Educazione criminale, puntata n.3
In Educazione siberiana Gabriele Salvatores mette in scena ancora una volta una sorta di “educazione criminale”, rappresentando un racconto di formazione di un giovane per il quale il contatto con il crimine diventa metafora della crescita e della presa di consapevolezza di sé.
Questo sembra essere il tema principe della poetica del regista milanese in questi anni duemila, con l’eccezione di Happy Family e di Quo vadis baby. Pur con le loro diversità, possiamo quindi dire che Io non ho paura, Come Dio comanda e Educazione siberiana facciano parte di una trilogia, anche perché presentano punti di contatto tematici e stilistici. A partire dalla centralità della fotografia, legata all’importanza assunta dal paesaggio e dalle sue tonalità di colori come immediati riferimenti visivi delle condizioni e dei travagli dei giovani protagonisti: dai soleggiati campi di grano della campagna lucana in Io non ho paura, alle livide tonalità di grigio delle basse valli friulane in Come Dio comanda al bianco dominante della Russia di Educazione siberiana. La gelida coltre di bianco fa da cornice alle tappe più importanti della crescita criminale del giovane protagonista, simboleggiando così un piatto contesto che impedisce al destino di prendere strade diverse da quella della sopravvivenza criminale. Opposto alla fredda piattezza del bianco esterno, una fotografia calda, basata sulle sfumature dorate del fuoco, sostiene i momenti in cui, nella protezione della casa e della comunità d’origine, si entra in contatto con i secolari valori e regole della comunità siberiana, sì orgogliosamente criminali, ma con un forte senso dell’onore di fondo.

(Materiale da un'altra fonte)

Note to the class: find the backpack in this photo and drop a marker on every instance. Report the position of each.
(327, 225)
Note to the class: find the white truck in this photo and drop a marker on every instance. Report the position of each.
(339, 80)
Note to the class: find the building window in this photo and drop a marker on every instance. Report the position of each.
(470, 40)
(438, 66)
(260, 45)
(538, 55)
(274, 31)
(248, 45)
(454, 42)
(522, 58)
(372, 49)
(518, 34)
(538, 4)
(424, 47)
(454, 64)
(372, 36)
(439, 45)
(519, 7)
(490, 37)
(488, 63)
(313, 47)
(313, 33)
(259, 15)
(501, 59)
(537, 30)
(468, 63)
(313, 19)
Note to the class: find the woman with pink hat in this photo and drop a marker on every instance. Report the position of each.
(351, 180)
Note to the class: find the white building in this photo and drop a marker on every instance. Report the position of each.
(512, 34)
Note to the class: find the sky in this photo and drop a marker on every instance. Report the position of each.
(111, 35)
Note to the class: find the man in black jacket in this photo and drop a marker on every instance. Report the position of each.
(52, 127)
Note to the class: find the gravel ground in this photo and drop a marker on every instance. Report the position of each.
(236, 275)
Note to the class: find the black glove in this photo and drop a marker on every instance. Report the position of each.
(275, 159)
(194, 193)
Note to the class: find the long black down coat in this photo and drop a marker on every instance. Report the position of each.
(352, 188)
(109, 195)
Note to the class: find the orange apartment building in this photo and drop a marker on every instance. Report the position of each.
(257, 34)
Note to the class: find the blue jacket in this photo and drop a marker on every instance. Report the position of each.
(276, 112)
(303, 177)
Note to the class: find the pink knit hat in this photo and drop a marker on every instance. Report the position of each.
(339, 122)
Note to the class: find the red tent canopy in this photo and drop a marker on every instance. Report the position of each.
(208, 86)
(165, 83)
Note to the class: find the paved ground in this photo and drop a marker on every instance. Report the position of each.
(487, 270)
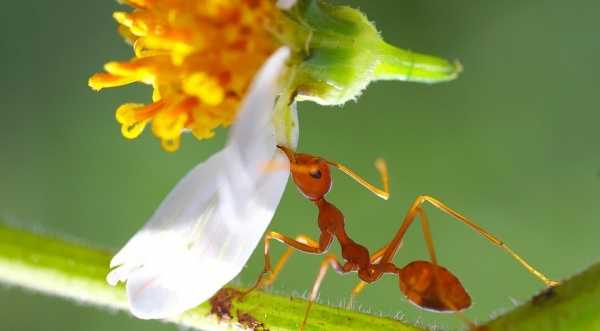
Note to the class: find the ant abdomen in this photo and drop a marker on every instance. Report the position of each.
(433, 287)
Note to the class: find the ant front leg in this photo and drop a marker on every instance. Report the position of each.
(328, 261)
(301, 243)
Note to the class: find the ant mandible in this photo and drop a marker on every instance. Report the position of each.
(424, 283)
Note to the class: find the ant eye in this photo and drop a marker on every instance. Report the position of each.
(315, 173)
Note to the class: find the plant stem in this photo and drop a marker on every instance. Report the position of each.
(574, 305)
(77, 272)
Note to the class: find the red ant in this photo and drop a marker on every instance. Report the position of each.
(424, 283)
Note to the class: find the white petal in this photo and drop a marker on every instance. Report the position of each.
(286, 4)
(208, 226)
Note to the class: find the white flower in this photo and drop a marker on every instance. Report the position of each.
(205, 230)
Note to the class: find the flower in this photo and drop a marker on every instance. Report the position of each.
(199, 57)
(207, 227)
(214, 63)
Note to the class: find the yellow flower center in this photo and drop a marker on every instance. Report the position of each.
(199, 56)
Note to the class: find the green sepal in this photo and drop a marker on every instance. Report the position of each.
(340, 52)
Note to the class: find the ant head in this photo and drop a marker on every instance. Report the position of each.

I tre film si assomigliano, inoltre, perché mostrano i pregi e gli altrettanto innegabili difetti del cinema di Salvatores. Io non ho paura è sicuramente il risultato più compiuto e affascinante (e lo è anche dell’intera carriera del regista), per l’equilibrio tra la forza stilistica e l’efficacia tematica e narrativa, mentre quest’ultimo lavoro si pone decisamente sopra l’inconcludente Come Dio comanda, pur rinnovandone alcuni problemi di fondo. Innanzitutto, la difficoltà di Salvatores (dimostrata non sempre, ma spesso) di andare in profondità delle storie raccontate: l’innegabile forza registica e la capacità di regalare momenti di ottimo cinema, trascinante e impeccabile, appaiono spesso se non come fini a se stessi, per lo meno incapaci di sorreggere per la durata dell’intero film un discorso ulteriore. Lo si vede in questo caso soprattutto per la mancanza di profondità con cui è descritta l’amicizia tra Kolima e Gagarin, per come è fuori fuoco e sopra le righe Xenya, per la prevedibilità di molti snodi narrativi e per la ricerca un po’ ossessiva di scene madri. Se più di una scena possiede un efficace senso epico ed una forza invidiabile, altrettante sono quelle che scorrono sulla mente dello spettatore come sul marmo, e alla fine è difficile fare tornare i conti su un autore alla continua ricerca della quadratura del cerchio.
Educazione siberiana [Id., Italia 2013] REGIA Gabriele Salvatores.
CAST John Malkovich, Peter Stormare, Arnas Fedaravicius, Vilius Tumalavicius.
SCENEGGIATURA Stefano Rulli, Sandro Petraglia, G. Salvatores (dall’omonimo romanzo di Nicolai Lilin). FOTOGRAFIA Italo Petriccione. MUSICHE Mauro Pagani.
Gangster/Drammatico, durata 110 minuti.